John McCain Says Rand Paul Is ‘Now Working For Vladimir Putin’

“I do not say that lightly.”

By Ed Mazza

Sen. John McCain of Arizona attacked fellow Republican Sen. Rand Paul of Kentucky on Wednesday, accusing him of doing the bidding of Russian President Vladimir Putin

McCain had called for unanimous consent on a bill to help pave the way for NATO membership for Montenegro, which withstood a coup attempt last year that was blamed on Russia.

McCain, the 2008 GOP presidential nominee, warned his colleagues that anyone who objected would be “carrying out the desires and ambitions of Vladimir Putin, and I do not say that lightly.”

However, Paul objected and then quickly left the chamber.

McCain said:

“I note the senator from Kentucky leaving the floor without justification or any rationale for the action that he has just taken.
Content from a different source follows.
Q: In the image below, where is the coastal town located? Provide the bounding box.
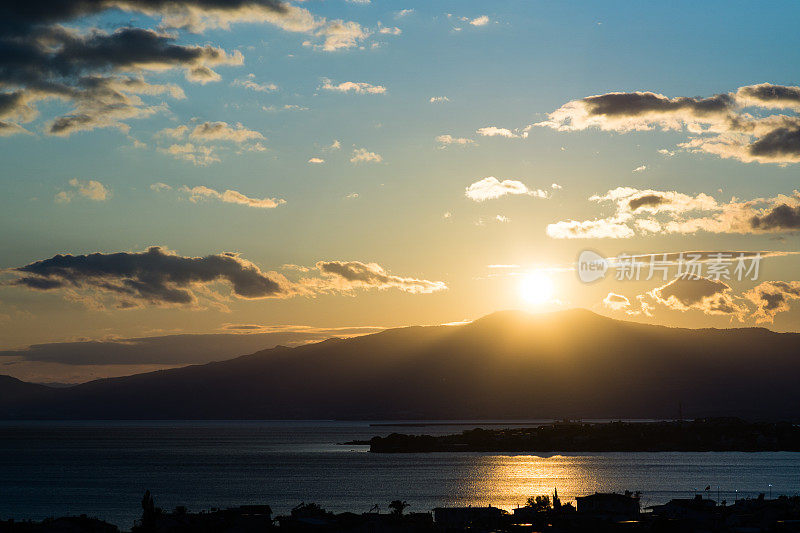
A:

That is really remarkable, that a senator blocking a treaty that is supported by an overwhelming number, perhaps 98 at least, of his colleagues would come to the floor and object and walk away. And walk away!

The only conclusion you can draw when he walks away is he has no argument to be made. He has no justification for his objection to having a small nation be part of NATO that is under assault from the Russians. So, I repeat again: The senator from Kentucky is now working for Vladimir Putin.”

Paul, who has called for a more non-interventionist foreign policy, later released a statement defending his objection.

“The United States is pledged to defend 28 countries in NATO. It is unwise to expand the monetary and military obligations of the United States given the burden of our $20 trillion debt,” he said, according to The Daily Beast. 

McCain and Paul have not exactly had a friendly relationship, especially on foreign policy.

John McCain is the guy that has advocated for war everywhere,” Paul said in an interview last month. “We’re very lucky John McCain is not in charge because I think we would be in perpetual war.”

In 2015, McCain called Paul ― then running for the GOP presidential nomination ― “the worst possible candidate” on national security issues, and in 2013 he called him and several other Republican senators “wacko birds” for what he considered extremist views.